Bagian 11

104 6 0
                                    

Hidup memang tak selalu berjalan seperti apa yang kita inginkan. Bukan, bukan karena Tuhan tak adil. Namun karena Tuhan ingin kita lebih banyak bersyukur.

Setiap hari adalah perjalanan. Lantas bisakah kau terus berjalan tanpa mengenal berhenti?

Tidak, tidak apa untuk berhenti sejenak atau sekadar menghela napas panjang. Kamu manusia dan kamu berhak untuk lelah.

Cukup, ya? Ayo minum dulu. Ceritakan apapun, aku akan di sini, diam dan mendengarkan.

"Ayah, ini Kala." Gadis itu merengek dengan wajah memelas. Dirinya sudah memperkirakan kejadian seperti ini akan terjadi, dan benar saja. Hatinya terasa dipatahkan begitu saja, ia merasa ada sesuatu yang remuk tak terkira. Entahlah, Kala tidak ingin menangis di sini.

Reynald menghampiri rekannya lalu membisikkan sesuatu. Keduanya pun pergi meninggalkan Kala dan Dhika. Gadis itu menatap ayahnya tanpa berpaling sedikit pun, berharap lelaki paruh baya itu kembali menatapnya. Namun nihil, tidak sama sekali.

Tidak apa-apa, demi apapun tidak apa-apa. Tapi setidaknya hargai usaha Kala yang sudah jauh-jauh datang dari Indonesia. Haruskah Kala marah?

Tak sepatah kata pun keluar dari mulut Reynald, lelaki itu benar-benar meninggalkan Kala. Dhika menghampiri gadis itu lalu mengelus punggungnya.

"You okay?"

Kala hanya mengangguk sebagai respon.

"How about Hot Jalapeno?"  Dhika mengalihkan dengan mengajak Kala memakan sesuatu. Karena lelaki itu yakin Kala akan luluh dengan makanan.

"Ah, lo selalu bisa, deh. Ayo!" Kala akhirnya tersenyum, ya walaupun itu hanya untuk menghargai usaha Dhika.

Keduanya mengambil tempat di dekat kaca yang langsung terhubung dengan jalanan agar mereka dapat lebih relaks.

Kala menyantap makanannya dengan lahap. Jujur, ini adalah pertama kalinya Kala memakan hot jalapeno  setelah beberapa tahun tak menginjakkan kaki di tanah kelahiran ayahnya. Mungkin dua atau tiga tahun lamanya? Entah, Kala lupa.

Tidak jauh berbeda dari Kala, Dhika pun begitu. Ia juga memesan beberapa makanan yang sudah lama tak ia jumpai di restoran Indonesia. Hitunglah ini sebagai obat pereda rindu yang akhirnya tersampaikan.

Keduanya menikmati momen lahap mereka tanpa sadar kalau tak ada satu pun yang membuka percakapan.

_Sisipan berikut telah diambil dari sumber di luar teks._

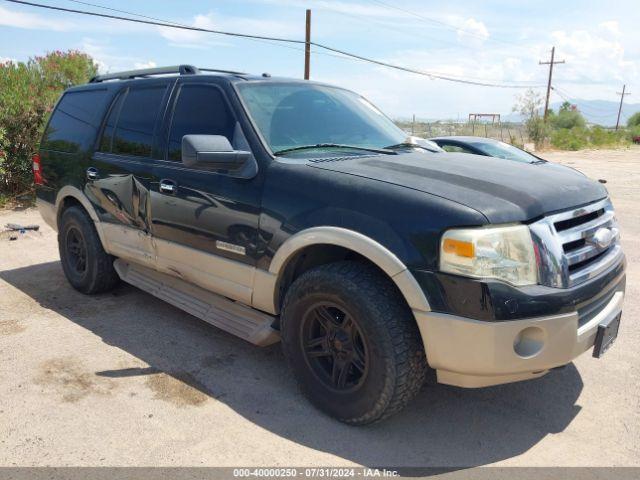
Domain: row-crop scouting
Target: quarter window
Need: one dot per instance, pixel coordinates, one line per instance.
(200, 109)
(129, 130)
(75, 122)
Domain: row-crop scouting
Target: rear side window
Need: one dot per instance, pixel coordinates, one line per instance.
(75, 121)
(130, 126)
(200, 109)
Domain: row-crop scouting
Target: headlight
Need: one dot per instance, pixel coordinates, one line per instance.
(504, 253)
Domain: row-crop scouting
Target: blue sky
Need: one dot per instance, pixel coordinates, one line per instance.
(497, 41)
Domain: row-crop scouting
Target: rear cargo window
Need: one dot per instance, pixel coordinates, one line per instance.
(75, 121)
(136, 122)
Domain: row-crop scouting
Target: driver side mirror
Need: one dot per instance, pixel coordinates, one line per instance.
(212, 152)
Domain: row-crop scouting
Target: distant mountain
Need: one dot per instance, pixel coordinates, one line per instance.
(600, 112)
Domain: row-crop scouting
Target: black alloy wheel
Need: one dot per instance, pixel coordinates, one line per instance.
(334, 347)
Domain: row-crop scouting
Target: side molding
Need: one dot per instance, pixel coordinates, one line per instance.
(266, 283)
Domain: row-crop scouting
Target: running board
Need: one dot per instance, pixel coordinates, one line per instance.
(233, 317)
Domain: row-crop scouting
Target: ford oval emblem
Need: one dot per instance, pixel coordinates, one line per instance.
(602, 238)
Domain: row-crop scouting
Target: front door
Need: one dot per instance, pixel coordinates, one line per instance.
(204, 223)
(119, 174)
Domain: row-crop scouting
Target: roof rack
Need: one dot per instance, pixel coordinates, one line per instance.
(147, 72)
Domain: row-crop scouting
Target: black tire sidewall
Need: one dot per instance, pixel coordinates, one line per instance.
(375, 392)
(75, 218)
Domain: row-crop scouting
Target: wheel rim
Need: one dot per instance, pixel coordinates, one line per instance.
(76, 251)
(334, 347)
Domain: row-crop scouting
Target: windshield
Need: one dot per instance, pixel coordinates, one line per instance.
(291, 115)
(504, 150)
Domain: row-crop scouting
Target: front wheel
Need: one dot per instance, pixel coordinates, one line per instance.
(86, 265)
(352, 342)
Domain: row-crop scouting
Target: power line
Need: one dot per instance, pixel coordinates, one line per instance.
(551, 63)
(276, 39)
(622, 95)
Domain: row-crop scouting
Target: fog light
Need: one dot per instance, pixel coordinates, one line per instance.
(529, 342)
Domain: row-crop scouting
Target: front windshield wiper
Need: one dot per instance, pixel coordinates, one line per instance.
(402, 145)
(333, 145)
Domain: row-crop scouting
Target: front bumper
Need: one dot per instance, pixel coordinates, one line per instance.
(472, 353)
(475, 340)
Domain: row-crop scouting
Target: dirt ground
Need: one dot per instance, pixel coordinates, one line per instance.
(126, 379)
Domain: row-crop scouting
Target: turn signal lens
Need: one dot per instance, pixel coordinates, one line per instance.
(501, 252)
(457, 247)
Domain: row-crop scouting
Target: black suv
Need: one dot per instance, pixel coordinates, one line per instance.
(280, 209)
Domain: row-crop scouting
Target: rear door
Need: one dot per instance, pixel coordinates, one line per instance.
(205, 224)
(120, 171)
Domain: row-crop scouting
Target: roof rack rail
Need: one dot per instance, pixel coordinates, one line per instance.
(145, 72)
(231, 72)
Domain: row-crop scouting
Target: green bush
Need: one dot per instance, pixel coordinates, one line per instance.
(569, 139)
(567, 119)
(634, 120)
(537, 130)
(28, 92)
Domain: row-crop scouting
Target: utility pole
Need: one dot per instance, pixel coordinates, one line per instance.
(551, 64)
(307, 46)
(622, 94)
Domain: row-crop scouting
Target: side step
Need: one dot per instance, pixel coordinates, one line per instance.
(230, 316)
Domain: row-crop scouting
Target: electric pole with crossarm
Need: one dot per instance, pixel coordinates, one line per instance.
(622, 95)
(551, 64)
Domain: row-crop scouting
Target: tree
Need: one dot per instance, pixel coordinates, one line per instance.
(634, 120)
(528, 105)
(28, 91)
(567, 118)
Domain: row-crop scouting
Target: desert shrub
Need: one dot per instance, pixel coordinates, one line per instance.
(28, 91)
(567, 119)
(634, 120)
(569, 139)
(537, 130)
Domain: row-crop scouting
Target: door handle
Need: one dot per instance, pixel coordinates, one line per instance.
(168, 186)
(92, 173)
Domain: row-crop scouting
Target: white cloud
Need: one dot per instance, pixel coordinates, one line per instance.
(109, 60)
(472, 31)
(612, 27)
(592, 57)
(212, 21)
(13, 18)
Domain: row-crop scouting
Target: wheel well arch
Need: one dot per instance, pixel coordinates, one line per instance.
(69, 196)
(320, 245)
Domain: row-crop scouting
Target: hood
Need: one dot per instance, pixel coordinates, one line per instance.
(502, 190)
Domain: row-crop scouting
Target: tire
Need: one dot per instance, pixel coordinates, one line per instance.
(349, 317)
(88, 268)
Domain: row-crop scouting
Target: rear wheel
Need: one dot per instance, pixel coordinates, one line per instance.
(352, 342)
(86, 265)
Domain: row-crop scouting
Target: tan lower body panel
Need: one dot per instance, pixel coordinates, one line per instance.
(472, 353)
(233, 317)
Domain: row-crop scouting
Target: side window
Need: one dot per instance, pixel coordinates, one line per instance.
(133, 133)
(200, 109)
(75, 122)
(110, 124)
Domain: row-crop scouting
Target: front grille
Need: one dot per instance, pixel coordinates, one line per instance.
(578, 244)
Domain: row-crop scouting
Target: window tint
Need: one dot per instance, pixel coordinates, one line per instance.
(110, 124)
(200, 109)
(136, 122)
(75, 121)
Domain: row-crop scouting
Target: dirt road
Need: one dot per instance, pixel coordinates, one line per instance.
(126, 379)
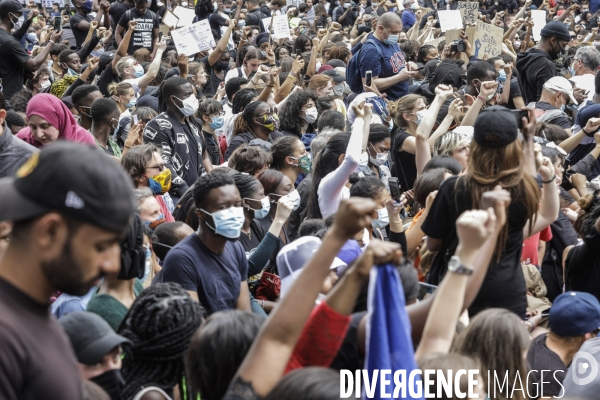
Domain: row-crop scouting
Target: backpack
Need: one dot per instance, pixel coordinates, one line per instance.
(353, 78)
(546, 115)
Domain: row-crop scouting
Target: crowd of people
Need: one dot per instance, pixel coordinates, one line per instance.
(186, 226)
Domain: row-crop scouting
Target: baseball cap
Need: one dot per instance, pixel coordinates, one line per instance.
(7, 6)
(556, 29)
(574, 314)
(91, 336)
(74, 179)
(335, 75)
(495, 126)
(561, 84)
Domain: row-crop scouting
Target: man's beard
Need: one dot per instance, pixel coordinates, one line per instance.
(66, 275)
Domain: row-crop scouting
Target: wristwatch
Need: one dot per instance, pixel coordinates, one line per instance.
(456, 266)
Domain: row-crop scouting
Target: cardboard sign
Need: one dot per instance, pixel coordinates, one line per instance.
(185, 15)
(468, 11)
(487, 41)
(192, 39)
(281, 29)
(450, 19)
(539, 21)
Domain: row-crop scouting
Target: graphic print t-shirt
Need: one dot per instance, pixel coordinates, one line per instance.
(384, 60)
(142, 34)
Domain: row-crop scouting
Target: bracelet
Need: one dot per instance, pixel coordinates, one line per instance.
(550, 180)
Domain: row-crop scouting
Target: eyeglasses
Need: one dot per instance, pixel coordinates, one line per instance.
(160, 167)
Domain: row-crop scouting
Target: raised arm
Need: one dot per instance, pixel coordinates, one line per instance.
(275, 342)
(473, 228)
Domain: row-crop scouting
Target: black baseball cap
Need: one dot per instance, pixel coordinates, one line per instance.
(7, 6)
(91, 336)
(495, 126)
(75, 179)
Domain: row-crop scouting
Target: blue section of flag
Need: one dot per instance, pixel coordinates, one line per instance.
(389, 342)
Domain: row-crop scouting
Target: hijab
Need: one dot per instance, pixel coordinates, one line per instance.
(53, 110)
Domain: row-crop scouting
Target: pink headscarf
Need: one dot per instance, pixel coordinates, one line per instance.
(53, 110)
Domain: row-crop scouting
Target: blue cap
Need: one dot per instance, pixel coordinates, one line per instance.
(574, 314)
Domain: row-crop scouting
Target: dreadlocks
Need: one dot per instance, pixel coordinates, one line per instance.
(160, 323)
(242, 122)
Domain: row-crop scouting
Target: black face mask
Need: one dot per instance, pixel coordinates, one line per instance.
(112, 382)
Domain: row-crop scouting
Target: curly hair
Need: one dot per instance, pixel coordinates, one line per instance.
(290, 117)
(160, 323)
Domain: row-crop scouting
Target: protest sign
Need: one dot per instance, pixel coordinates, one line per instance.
(450, 19)
(539, 21)
(281, 29)
(191, 39)
(185, 15)
(487, 41)
(468, 11)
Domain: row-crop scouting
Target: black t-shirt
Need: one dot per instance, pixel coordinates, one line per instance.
(143, 33)
(36, 358)
(215, 277)
(80, 34)
(515, 91)
(404, 162)
(540, 357)
(12, 58)
(504, 284)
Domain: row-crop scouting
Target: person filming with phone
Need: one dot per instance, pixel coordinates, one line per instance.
(381, 54)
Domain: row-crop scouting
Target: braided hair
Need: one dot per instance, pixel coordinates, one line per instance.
(160, 323)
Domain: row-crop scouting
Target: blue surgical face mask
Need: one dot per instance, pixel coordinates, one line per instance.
(217, 122)
(264, 211)
(383, 219)
(502, 76)
(228, 222)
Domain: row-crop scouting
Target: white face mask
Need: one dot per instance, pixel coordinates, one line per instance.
(311, 115)
(190, 105)
(383, 219)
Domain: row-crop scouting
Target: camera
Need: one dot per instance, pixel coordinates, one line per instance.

Rasanya terlalu sayang untuk tidak dinikmati momennya.

Drrrttt... Drrttt...

Ponsel Kala bergetar beberapa kali menandakan telepon masuk. Kala mengernyitkan dahinya saat membaca nama seseorang yang menelponnya.

Reynald?

"Kala?"

"A-ayah?"

"Kamu di mana?"

"Aku lagi makan di resto seberang mansion ayah. Kenapa?"

Terdengar helaan napas panjang dari seberang sana. "Balik lagi ke sini, ya?"

"Tadi ayah kenapa pura-pura nggak kenal sama Kala?"

"Ayah tunggu di mansion. Jangan lupa."

Setelah itu panggilan berakhir. Dhika menatap Kala dengan raut wajah penuh tanyanya, Kala hanya mengendikkan bahu.